Reposting as a question.

Uhoh's answer allows us to compute the velocity at a given r.

Let's see what velocity is at $r=100000 \text{ km}$:

\begin{align}\mathscr{E}_{tot} &= {1\over 2}v^2 - {GM\over r}\\ -0.7\text{ kg}\cdot \text{m}^2 /\text{s}^2 /\text{kg} &= {1\over 2}v^2 - {4e8\text{ m}^3 /\text{s}^2\over 1e8\text{ m}}\\ -0.7\text{ m}^2/\text{s}^2 &= {1\over 2}v^2 - 4\text{ m}^2/\text{s}^2\\ 3.3\text{ m}^2/\text{s}^2 &= {1\over 2}v^2\\ 6.6\text{ m}^2/\text{s}^2 &= v^2\\ v &= 2.6\text{ m}/s\end{align}

At 100,000 km from Earth the CSM would be traveling at 2.6 m/s... And that's not even halfway to the moon.

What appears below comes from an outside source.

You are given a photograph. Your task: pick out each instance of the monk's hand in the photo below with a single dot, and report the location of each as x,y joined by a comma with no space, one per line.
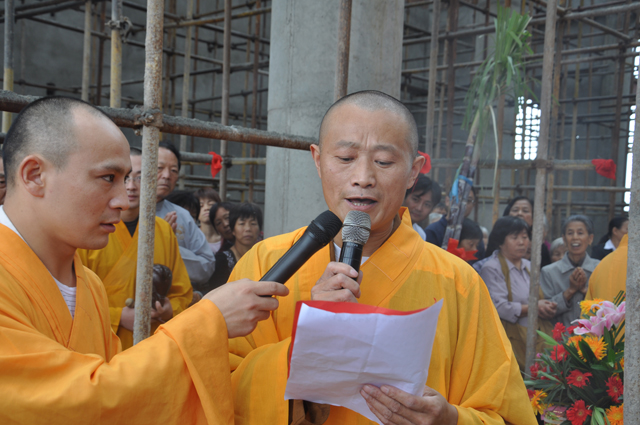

I think somebody said the math was wrong, but... how?

So is this bad news?

Answer 1

Uwe's absolutely right. Your unit conversion from the GM value given by uhoh (which I believe is correct but haven't checked) assumes that $1 km^3 = 1000 m^3$. $1 km^3$ is actually $$(1000 m)^3 = 1E9 m^3$$

You'll find that substantially changes the value of $v$.